Dans un communiqué, Reporters sans frontières a salué jeudi, par la voix de son nouveau directeur général Thibaut Bruttin, «cette délibération qui va dans le sens de ses demandes formulées dans le cadre du contentieux qui l’opposait à l’Arcom : regarder non seulement qui parle mais de quel sujet on parle et comment on en parle à l’antenne». «L’appréciation du pluralisme limitée au seul décompte du temps de parole était de toute évidence restrictive, comme notre association l’exposait depuis trois ans, ajoute-t-il. Cette délibération devra, à l’avenir, permettre de sanctionner les éditeurs qui contournent leurs obligations de pluralisme découlant de la loi de 1986 et réduisent leurs programmes à une succession de commentaires à l’unisson sur des thèmes ressassés.»

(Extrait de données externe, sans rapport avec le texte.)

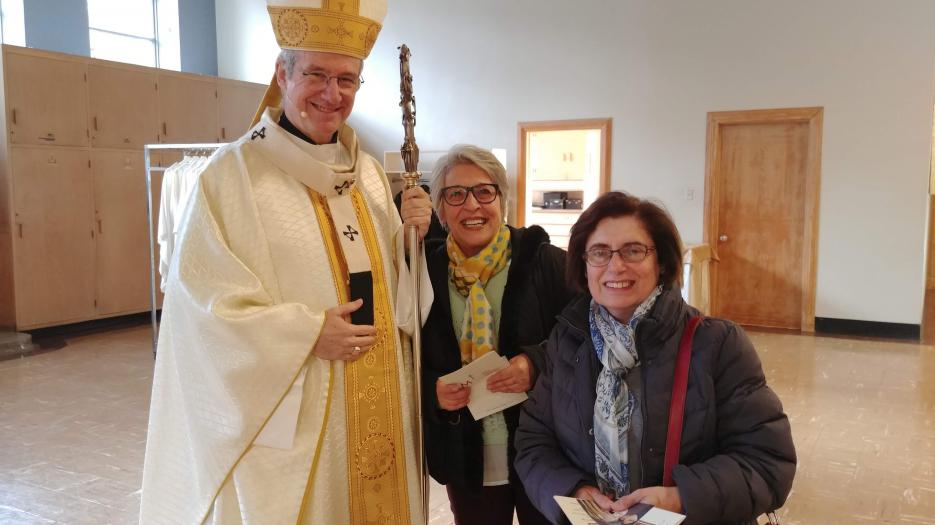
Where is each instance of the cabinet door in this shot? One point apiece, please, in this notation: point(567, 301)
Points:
point(122, 239)
point(237, 103)
point(123, 107)
point(53, 236)
point(188, 109)
point(47, 100)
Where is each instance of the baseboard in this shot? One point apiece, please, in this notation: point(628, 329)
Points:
point(912, 332)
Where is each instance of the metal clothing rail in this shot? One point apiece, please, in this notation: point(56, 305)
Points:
point(187, 149)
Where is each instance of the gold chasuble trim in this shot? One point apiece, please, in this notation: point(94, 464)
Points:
point(376, 466)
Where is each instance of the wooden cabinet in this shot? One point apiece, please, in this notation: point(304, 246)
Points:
point(122, 248)
point(53, 235)
point(74, 244)
point(122, 106)
point(237, 104)
point(187, 109)
point(46, 100)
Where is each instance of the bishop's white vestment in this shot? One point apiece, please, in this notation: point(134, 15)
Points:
point(247, 425)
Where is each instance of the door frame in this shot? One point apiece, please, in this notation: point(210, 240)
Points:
point(605, 126)
point(813, 116)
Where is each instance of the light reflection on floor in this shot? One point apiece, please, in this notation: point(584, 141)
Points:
point(72, 430)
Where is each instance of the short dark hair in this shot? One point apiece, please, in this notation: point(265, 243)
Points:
point(657, 222)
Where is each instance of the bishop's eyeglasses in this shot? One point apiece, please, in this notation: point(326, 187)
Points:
point(320, 79)
point(630, 252)
point(483, 193)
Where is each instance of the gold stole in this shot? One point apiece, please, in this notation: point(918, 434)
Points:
point(376, 466)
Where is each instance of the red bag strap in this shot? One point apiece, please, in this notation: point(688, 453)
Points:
point(677, 404)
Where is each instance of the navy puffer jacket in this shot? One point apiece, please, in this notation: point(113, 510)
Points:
point(737, 458)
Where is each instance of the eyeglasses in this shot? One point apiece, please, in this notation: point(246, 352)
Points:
point(630, 252)
point(483, 193)
point(320, 79)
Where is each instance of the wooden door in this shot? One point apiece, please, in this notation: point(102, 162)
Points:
point(761, 215)
point(237, 103)
point(122, 241)
point(53, 236)
point(123, 106)
point(188, 109)
point(47, 100)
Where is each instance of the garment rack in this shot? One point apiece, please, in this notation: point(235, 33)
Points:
point(200, 150)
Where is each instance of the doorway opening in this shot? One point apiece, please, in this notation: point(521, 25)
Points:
point(927, 331)
point(563, 167)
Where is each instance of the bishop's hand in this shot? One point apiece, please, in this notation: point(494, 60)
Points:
point(416, 210)
point(340, 340)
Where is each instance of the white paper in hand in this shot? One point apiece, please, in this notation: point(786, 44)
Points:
point(474, 374)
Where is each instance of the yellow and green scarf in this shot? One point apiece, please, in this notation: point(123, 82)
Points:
point(470, 276)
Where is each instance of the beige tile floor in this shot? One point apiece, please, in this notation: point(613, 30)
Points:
point(73, 422)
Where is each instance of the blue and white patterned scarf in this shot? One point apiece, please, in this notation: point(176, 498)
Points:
point(616, 350)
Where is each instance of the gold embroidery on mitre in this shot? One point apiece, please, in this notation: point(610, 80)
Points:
point(336, 27)
point(292, 27)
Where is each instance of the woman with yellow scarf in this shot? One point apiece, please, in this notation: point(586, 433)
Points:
point(497, 289)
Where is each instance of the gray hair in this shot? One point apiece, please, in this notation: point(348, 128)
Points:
point(288, 57)
point(467, 154)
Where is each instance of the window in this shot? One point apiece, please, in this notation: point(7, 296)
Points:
point(13, 22)
point(123, 30)
point(143, 32)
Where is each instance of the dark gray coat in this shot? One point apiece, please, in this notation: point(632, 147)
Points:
point(737, 458)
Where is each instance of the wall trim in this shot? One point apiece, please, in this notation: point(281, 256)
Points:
point(827, 325)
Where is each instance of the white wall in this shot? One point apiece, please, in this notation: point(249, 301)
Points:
point(657, 67)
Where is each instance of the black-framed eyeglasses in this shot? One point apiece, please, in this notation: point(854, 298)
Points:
point(483, 193)
point(320, 79)
point(629, 252)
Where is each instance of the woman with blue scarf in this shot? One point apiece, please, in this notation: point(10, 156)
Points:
point(595, 426)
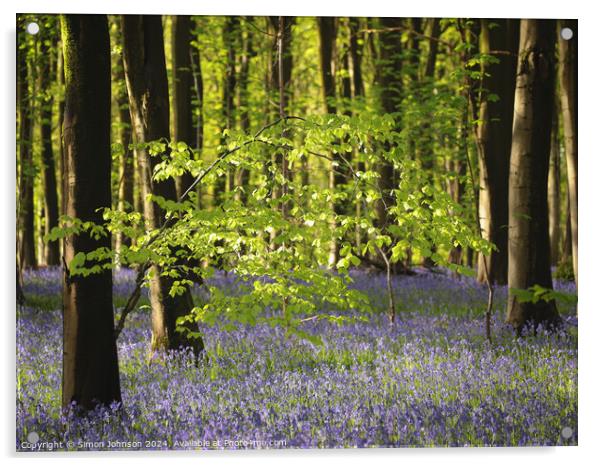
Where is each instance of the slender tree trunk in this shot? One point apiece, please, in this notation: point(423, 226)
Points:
point(51, 207)
point(197, 75)
point(282, 68)
point(568, 99)
point(391, 91)
point(355, 68)
point(246, 39)
point(230, 35)
point(146, 77)
point(425, 151)
point(90, 367)
point(60, 79)
point(554, 193)
point(494, 140)
point(356, 54)
point(528, 240)
point(181, 36)
point(327, 28)
point(457, 167)
point(27, 251)
point(125, 198)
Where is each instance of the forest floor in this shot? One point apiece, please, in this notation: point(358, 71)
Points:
point(432, 380)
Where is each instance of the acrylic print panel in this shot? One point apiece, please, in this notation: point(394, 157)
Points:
point(295, 232)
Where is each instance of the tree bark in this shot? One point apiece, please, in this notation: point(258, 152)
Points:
point(554, 193)
point(182, 84)
point(494, 139)
point(567, 50)
point(27, 250)
point(90, 367)
point(230, 38)
point(125, 198)
point(356, 54)
point(146, 78)
point(528, 240)
point(391, 91)
point(51, 207)
point(327, 28)
point(246, 39)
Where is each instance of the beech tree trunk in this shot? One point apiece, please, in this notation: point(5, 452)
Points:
point(125, 198)
point(27, 250)
point(246, 39)
point(391, 91)
point(182, 84)
point(554, 193)
point(146, 77)
point(528, 240)
point(494, 139)
point(230, 37)
point(356, 54)
point(327, 28)
point(90, 367)
point(51, 205)
point(567, 50)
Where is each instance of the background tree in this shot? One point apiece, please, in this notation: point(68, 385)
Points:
point(27, 250)
point(390, 88)
point(567, 50)
point(499, 44)
point(327, 27)
point(90, 368)
point(182, 85)
point(528, 240)
point(51, 207)
point(126, 175)
point(554, 192)
point(146, 77)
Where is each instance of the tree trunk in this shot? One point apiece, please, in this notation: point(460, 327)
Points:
point(146, 77)
point(281, 73)
point(568, 99)
point(51, 207)
point(327, 28)
point(181, 36)
point(90, 367)
point(125, 201)
point(27, 250)
point(246, 39)
point(425, 151)
point(230, 37)
point(554, 193)
point(528, 240)
point(356, 53)
point(197, 76)
point(494, 140)
point(390, 83)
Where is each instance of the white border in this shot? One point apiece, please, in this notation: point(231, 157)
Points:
point(590, 325)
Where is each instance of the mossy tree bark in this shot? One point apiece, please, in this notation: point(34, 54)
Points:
point(27, 250)
point(125, 197)
point(498, 38)
point(51, 203)
point(528, 240)
point(182, 86)
point(146, 78)
point(567, 50)
point(391, 92)
point(327, 28)
point(90, 367)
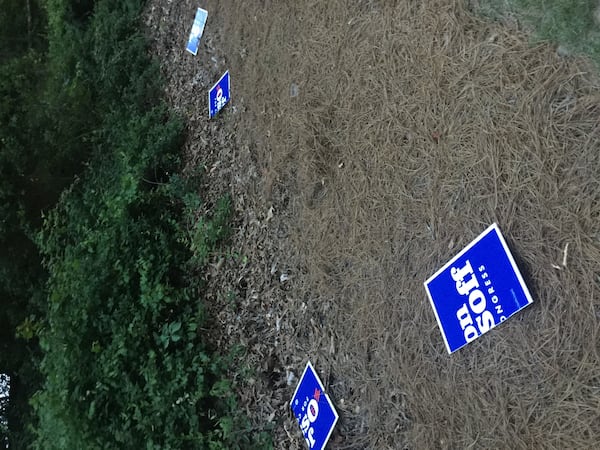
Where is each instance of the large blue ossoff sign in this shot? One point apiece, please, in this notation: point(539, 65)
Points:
point(478, 289)
point(313, 409)
point(219, 95)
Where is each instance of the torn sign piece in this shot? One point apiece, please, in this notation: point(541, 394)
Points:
point(313, 409)
point(197, 30)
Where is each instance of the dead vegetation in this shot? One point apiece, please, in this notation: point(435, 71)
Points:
point(415, 125)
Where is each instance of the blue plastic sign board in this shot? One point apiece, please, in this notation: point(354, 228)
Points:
point(197, 30)
point(313, 409)
point(219, 95)
point(477, 290)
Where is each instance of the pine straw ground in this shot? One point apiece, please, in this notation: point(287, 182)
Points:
point(415, 126)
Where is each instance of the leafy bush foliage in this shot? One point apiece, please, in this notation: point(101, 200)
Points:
point(126, 359)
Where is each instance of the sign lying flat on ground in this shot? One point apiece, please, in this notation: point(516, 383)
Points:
point(219, 95)
point(197, 30)
point(477, 290)
point(313, 409)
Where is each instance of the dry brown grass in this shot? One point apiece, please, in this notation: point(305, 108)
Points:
point(416, 126)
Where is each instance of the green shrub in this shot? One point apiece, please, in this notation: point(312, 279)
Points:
point(568, 23)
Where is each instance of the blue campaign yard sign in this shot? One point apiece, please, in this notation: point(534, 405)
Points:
point(478, 289)
point(313, 409)
point(197, 30)
point(219, 95)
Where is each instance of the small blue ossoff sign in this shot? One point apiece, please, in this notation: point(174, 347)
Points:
point(313, 409)
point(478, 289)
point(219, 95)
point(197, 30)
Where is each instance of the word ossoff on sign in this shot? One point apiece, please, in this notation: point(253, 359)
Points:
point(478, 289)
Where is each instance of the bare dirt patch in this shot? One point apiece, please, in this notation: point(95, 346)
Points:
point(415, 125)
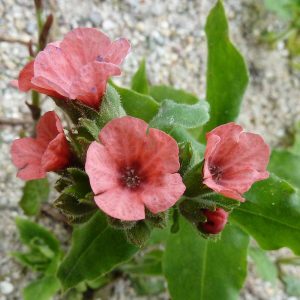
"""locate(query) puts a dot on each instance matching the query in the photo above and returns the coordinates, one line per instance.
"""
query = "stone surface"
(171, 35)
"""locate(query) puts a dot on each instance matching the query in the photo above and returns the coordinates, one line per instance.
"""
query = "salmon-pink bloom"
(216, 220)
(49, 151)
(78, 67)
(132, 169)
(234, 160)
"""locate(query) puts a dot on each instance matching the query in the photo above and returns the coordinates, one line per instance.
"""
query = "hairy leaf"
(139, 81)
(136, 104)
(172, 114)
(265, 268)
(35, 192)
(42, 289)
(163, 92)
(201, 269)
(271, 214)
(227, 75)
(111, 107)
(96, 249)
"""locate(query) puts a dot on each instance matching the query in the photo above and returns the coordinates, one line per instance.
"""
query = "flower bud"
(216, 220)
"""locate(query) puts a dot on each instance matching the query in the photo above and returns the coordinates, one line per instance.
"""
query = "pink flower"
(234, 160)
(49, 151)
(77, 67)
(216, 220)
(132, 169)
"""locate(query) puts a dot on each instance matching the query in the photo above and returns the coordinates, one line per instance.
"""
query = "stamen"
(100, 58)
(216, 173)
(130, 178)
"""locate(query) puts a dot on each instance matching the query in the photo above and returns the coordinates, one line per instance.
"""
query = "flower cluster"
(132, 169)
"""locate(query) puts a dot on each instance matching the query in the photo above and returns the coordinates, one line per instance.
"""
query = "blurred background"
(170, 35)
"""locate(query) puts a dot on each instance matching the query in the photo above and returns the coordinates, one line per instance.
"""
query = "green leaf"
(286, 165)
(281, 7)
(29, 230)
(91, 127)
(227, 75)
(139, 81)
(42, 289)
(172, 114)
(138, 234)
(145, 286)
(136, 104)
(43, 253)
(271, 214)
(163, 92)
(265, 268)
(292, 285)
(76, 110)
(96, 249)
(201, 269)
(35, 192)
(111, 107)
(75, 211)
(146, 264)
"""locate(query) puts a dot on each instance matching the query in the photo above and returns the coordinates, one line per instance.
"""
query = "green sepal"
(76, 110)
(76, 201)
(139, 234)
(139, 82)
(111, 107)
(172, 114)
(158, 220)
(74, 209)
(136, 104)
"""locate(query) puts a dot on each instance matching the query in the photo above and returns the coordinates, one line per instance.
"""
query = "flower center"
(100, 58)
(216, 173)
(130, 178)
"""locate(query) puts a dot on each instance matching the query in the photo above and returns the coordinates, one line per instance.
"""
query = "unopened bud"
(216, 220)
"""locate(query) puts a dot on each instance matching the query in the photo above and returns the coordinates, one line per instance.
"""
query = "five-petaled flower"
(49, 151)
(215, 220)
(78, 67)
(133, 168)
(234, 160)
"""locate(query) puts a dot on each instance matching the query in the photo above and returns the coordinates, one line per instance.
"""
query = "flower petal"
(48, 127)
(25, 76)
(212, 144)
(84, 45)
(164, 194)
(117, 51)
(57, 154)
(26, 156)
(121, 203)
(24, 82)
(52, 70)
(241, 178)
(222, 190)
(101, 169)
(89, 86)
(251, 150)
(229, 136)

Reporters sans frontières regrette cependant «que cette délibération intervienne tardivement à un mois de la fin du délai donné pour appliquer la décision du Conseil d’Etat et en plein processus de réattribution des fréquences TNT, dans un contexte post-électoral qui a montré le besoin de pluralisme.» Roch-Olivier Maistre a indiqué jeudi que la délibération aurait initialement dû être dévoilée en juin, mais a finalement été décalée à cause des législatives anticipées, puis des auditions dans le cadre du renouvellement des fréquences TNT qui se sont achevées mercredi.